La guerra tra bande attorno alla movida violenta: ecco le intercettazioni che svelano cosa c’era dietro i colpi esplosi in aria in via La Lumia

Marco Cucina, il pistolero di via La Lumia

«Ora non sia mai che si fanno (uccidono, ndr) u’ Cucina», commentava Girolamo Castiglione, soprannominato Mimmo u spara spara, preoccupato per la sorte di Marco Cucina (nella foto), il pistolero che, il 10 dicembre dell’anno scorso, aveva sparato otto colpi di pistola in aria durante una rissa in via Isidoro la Lumia, a Palermo. Per lui, Cucina, oggi trentenne, nel 2019 erano scattati i domiciliari, quando la polizia aveva trovato nel suo appartamento droga e oltre 500 euro in contanti ma era già noto alle cronache nel 2013 quando - ad appena 19 anni - venne arrestato perché accusato di far parte di una banda specializzata negli assalti ai danni di banche, uffici postali, supermarket e gioiellerie. In cinque mesi avevano messo a segno dieci colpi tra la città e la provincia: facevano irruzione a viso scoperto, non erano armati ma incutevano paura, tanto da riuscire a rubare, in un’occasione, 50 mila euro.
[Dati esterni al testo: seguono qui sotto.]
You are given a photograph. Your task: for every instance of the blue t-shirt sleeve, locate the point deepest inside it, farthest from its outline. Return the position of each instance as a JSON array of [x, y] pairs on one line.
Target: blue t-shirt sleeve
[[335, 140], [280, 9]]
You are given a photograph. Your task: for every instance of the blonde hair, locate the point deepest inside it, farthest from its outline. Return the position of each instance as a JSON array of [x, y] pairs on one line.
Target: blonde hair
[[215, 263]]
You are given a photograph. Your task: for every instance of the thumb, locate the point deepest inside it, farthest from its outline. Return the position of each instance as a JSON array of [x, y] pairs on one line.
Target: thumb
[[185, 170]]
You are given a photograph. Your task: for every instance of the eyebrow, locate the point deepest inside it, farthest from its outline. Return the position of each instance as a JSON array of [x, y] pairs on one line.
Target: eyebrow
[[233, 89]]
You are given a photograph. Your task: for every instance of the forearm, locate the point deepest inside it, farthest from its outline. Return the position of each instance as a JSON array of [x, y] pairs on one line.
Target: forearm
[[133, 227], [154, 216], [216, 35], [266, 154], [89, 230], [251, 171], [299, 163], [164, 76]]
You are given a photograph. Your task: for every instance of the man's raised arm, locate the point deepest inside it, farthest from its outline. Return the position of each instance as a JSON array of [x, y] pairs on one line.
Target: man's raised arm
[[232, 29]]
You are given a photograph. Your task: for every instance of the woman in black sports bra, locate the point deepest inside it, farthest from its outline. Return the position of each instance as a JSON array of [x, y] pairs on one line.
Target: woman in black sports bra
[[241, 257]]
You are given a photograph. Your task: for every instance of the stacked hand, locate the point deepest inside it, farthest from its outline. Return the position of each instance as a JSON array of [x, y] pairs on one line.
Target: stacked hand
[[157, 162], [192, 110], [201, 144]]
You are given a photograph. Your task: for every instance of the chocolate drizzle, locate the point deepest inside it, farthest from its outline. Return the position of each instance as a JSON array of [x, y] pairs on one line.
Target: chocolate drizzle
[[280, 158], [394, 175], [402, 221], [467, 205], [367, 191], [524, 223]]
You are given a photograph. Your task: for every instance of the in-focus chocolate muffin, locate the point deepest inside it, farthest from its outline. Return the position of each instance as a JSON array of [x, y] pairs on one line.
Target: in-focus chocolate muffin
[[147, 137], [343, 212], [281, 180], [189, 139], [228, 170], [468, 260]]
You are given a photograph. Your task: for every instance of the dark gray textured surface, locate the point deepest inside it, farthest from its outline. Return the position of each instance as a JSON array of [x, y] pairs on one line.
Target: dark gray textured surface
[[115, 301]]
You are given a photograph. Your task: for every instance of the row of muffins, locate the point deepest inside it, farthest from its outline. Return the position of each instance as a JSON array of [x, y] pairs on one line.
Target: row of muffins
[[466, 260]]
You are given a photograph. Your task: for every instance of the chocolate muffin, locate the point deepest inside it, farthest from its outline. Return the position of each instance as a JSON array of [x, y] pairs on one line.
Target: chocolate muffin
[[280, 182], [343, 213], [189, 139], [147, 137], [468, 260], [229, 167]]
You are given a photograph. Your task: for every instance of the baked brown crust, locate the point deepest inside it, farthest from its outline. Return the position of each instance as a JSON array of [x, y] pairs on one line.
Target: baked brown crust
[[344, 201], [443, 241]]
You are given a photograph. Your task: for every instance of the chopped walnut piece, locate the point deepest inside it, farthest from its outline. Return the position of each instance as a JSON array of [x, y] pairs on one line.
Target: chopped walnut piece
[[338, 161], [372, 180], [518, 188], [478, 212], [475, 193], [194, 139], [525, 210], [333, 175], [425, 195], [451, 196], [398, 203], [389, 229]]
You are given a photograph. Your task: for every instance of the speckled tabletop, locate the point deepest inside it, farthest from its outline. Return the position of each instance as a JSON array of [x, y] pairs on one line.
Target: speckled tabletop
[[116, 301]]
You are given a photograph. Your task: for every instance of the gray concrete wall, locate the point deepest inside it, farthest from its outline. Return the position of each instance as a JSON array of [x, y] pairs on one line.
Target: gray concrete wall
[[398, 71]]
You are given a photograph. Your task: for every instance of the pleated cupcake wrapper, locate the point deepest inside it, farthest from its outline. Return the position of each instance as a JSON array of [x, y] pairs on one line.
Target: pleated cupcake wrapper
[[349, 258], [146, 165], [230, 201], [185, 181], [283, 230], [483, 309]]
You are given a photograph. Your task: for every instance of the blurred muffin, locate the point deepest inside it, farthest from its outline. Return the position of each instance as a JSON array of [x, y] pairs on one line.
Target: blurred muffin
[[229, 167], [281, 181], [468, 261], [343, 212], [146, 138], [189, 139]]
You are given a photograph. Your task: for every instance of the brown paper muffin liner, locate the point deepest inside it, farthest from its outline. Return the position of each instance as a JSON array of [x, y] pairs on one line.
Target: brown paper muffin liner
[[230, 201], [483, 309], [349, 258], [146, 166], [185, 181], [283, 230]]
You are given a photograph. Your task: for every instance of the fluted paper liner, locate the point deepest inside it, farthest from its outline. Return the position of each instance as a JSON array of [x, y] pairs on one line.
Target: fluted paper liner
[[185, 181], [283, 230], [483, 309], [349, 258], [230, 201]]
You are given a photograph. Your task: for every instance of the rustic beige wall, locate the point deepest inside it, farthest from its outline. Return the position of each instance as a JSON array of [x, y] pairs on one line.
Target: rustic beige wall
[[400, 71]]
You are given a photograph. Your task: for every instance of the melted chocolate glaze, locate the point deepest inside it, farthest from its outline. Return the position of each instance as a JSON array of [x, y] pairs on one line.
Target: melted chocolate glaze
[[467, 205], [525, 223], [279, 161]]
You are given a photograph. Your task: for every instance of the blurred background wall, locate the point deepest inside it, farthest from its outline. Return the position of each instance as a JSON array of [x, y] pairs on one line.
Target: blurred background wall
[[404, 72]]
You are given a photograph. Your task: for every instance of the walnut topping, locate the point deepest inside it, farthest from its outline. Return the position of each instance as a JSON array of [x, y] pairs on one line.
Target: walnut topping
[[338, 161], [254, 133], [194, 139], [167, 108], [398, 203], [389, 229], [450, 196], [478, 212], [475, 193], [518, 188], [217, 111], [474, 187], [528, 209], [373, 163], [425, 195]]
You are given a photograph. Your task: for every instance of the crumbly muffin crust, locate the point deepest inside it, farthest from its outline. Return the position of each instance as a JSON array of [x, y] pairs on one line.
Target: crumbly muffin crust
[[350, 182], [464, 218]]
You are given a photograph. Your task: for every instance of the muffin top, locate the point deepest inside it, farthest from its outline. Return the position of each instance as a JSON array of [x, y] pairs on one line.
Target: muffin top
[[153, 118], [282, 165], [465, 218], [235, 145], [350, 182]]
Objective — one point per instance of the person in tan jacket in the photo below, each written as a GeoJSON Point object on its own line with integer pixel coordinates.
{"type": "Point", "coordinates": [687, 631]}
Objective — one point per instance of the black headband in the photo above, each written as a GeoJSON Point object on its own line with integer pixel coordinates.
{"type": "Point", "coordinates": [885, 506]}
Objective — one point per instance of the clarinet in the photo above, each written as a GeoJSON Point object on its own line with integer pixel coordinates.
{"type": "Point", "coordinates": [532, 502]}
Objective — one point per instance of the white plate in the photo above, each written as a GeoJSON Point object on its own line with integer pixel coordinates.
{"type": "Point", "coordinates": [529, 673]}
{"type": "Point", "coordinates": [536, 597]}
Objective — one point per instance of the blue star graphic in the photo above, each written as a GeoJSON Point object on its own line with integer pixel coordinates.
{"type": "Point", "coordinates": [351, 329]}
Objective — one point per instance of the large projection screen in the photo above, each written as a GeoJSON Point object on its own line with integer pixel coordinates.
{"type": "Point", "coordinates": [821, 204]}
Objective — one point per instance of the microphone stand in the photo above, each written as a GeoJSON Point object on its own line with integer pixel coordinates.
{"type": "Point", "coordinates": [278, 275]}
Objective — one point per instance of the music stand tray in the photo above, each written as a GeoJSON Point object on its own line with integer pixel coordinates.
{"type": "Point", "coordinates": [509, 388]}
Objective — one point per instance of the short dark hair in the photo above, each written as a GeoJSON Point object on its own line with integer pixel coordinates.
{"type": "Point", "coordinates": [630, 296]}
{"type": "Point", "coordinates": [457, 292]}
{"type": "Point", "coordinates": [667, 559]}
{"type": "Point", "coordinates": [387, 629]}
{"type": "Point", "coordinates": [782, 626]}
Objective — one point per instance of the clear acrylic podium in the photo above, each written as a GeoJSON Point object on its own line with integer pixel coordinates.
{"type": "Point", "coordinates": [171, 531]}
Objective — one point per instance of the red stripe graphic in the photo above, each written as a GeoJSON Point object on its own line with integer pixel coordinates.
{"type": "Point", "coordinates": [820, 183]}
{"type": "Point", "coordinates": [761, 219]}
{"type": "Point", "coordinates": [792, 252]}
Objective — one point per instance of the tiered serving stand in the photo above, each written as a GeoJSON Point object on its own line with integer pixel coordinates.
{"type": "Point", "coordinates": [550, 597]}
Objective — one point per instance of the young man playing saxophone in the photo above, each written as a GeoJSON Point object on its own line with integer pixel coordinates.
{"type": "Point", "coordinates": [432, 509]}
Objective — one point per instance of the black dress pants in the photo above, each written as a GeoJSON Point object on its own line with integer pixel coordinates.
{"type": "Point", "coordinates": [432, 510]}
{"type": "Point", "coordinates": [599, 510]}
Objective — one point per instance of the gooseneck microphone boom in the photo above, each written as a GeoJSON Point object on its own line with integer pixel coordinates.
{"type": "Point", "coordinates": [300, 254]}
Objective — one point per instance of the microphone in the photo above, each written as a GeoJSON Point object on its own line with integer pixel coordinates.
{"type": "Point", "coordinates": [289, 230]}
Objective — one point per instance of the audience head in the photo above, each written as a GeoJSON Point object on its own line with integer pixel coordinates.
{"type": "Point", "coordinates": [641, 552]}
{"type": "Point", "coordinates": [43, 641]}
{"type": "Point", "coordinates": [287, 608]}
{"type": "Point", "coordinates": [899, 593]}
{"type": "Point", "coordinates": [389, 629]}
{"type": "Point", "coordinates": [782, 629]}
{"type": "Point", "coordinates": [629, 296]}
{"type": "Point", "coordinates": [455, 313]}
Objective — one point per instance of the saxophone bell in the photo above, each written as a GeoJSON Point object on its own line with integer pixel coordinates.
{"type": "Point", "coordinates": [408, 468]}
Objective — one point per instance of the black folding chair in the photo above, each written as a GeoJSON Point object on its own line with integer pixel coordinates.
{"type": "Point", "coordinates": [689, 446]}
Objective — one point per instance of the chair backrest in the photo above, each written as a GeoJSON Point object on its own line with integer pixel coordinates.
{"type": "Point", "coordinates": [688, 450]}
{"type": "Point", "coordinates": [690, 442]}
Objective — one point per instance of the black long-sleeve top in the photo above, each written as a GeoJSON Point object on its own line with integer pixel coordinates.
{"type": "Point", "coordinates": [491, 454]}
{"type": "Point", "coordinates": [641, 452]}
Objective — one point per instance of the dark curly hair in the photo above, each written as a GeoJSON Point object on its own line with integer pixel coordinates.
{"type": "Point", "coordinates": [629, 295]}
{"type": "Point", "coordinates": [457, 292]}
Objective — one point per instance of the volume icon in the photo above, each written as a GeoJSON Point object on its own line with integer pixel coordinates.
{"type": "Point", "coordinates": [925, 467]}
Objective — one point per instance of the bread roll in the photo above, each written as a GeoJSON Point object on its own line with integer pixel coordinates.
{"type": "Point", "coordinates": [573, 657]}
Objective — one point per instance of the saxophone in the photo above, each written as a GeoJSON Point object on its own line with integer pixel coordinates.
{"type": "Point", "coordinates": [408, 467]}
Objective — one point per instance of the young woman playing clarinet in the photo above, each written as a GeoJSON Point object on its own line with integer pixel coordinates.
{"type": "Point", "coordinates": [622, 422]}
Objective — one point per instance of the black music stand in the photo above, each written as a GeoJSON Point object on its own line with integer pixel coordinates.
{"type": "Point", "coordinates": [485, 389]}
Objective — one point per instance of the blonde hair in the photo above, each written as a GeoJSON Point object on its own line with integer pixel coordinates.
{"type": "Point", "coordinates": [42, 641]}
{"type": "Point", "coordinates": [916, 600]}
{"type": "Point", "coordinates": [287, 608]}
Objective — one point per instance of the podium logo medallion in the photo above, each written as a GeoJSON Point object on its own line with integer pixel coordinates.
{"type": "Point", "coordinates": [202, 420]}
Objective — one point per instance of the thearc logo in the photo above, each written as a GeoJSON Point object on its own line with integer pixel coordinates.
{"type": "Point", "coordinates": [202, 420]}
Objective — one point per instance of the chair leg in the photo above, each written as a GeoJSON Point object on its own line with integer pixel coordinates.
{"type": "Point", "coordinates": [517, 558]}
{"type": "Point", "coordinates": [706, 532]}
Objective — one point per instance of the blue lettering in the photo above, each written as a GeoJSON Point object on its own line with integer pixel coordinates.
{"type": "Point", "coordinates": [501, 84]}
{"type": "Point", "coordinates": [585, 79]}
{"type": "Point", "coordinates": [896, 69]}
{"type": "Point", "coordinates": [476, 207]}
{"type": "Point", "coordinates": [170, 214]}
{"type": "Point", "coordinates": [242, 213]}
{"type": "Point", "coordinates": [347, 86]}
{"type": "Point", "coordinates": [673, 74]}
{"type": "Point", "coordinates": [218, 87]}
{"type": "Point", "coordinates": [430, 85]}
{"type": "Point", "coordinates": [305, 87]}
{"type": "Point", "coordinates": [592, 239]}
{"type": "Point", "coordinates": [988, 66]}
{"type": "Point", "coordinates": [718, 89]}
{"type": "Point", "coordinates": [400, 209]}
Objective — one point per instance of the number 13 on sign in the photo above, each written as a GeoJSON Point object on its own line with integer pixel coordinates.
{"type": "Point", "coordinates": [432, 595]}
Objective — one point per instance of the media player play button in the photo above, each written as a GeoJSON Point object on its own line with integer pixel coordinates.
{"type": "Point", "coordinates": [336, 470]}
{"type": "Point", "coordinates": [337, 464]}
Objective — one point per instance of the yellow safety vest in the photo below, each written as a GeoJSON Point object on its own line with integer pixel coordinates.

La conversazione su Cucina era stata intercettata attraverso uno spyware installato nel telefono di Giuseppe Chiarello, uno degli arrestati nel recente blitz dei carabinieri che ha portato in carcere 9 affiliati del mandamento di Brancaccio, mentre si confidava con u spara spara e con Giancarlo Romano, freddato lunedì della settimana scorsa in via XXVII Maggio. I tre parlavano dei contrasti tra i ragazzi dello Sperone e alcuni esponenti della criminalità della Zisa, cercando di trovare una soluzione per evitare che dall’uso delle mani si potesse passare a quello delle armi da fuoco. Con conseguenze facilmente intuibili, visto quello che è successo dieci giorni fa allo Sperone.

Chiarello aveva confessato ai compagni di essere stato in via Quintino Sella quando i due gruppi - composti da una decina di persone - se le davano di santa ragione, ma di non essere riuscito a dividere i contendenti. Quando i tafferugli si erano spostati in via La Lumia, scatenando il terrore tra i clienti dei pub della movida, Cucina sarebbe stato uno dei più attivi, sferrando calci e poi sparando in aria: proprio per questo motivo gli altri amici temevano una possibile ritorsione nei suoi confronti. Castiglione aveva raccontato cosa era successo: «Mi hanno chiamato: “Vieni, ci beviamo qualcosa”. Ma ora non sia mai che si fanno u’ Cucina. Giancà (Giancarlo Romano, ndr), ha un mese che è finita questa cosa e noi lo sappiamo... troppo esagerata, Giancà. Non c’era motivo di arrivare al bordello, poi questa lite si è fatta. E come me lo devo tirare? A uno me ne potevo tirare, non a cento». E poi «u spara spara» era entrato nei particolari: «Abbuscò uno di loro che neanche so chi è, e uno di noi che ha il naso rotto, “u Miceli” (Salvatore Miceli, 21 anni, uno dei tre indagati per la rissa di via Isidoro La Lumia, ndr) e uno di loro. E poi non l’ho capito, Giuseppe (Chiarello, ndr) non era pure là con me ieri sera? Ne abbiamo visto uno a terra che lo picchiavano, tutti però non abbiamo capito chi è stato e chi era». Ma, nonostante ci fosse l’intenzione di volere chiudere le discussioni, l’atmosfera tra le due fazioni era troppo tesa tanto che Romano - chiamato per calmare gli animi per via della sua autorevolezza - era stato chiarissimo: «Pacificazione per ora niente», confermando così che le ostilità sarebbero durate ancora per molto tempo. Ed in effetti l’escalation di violenza era poi culminata con l’omicidio di Lino Celesia, avvenuto il 21 dicembre all’interno della discoteca Notr3 di via Pasquale Calvi.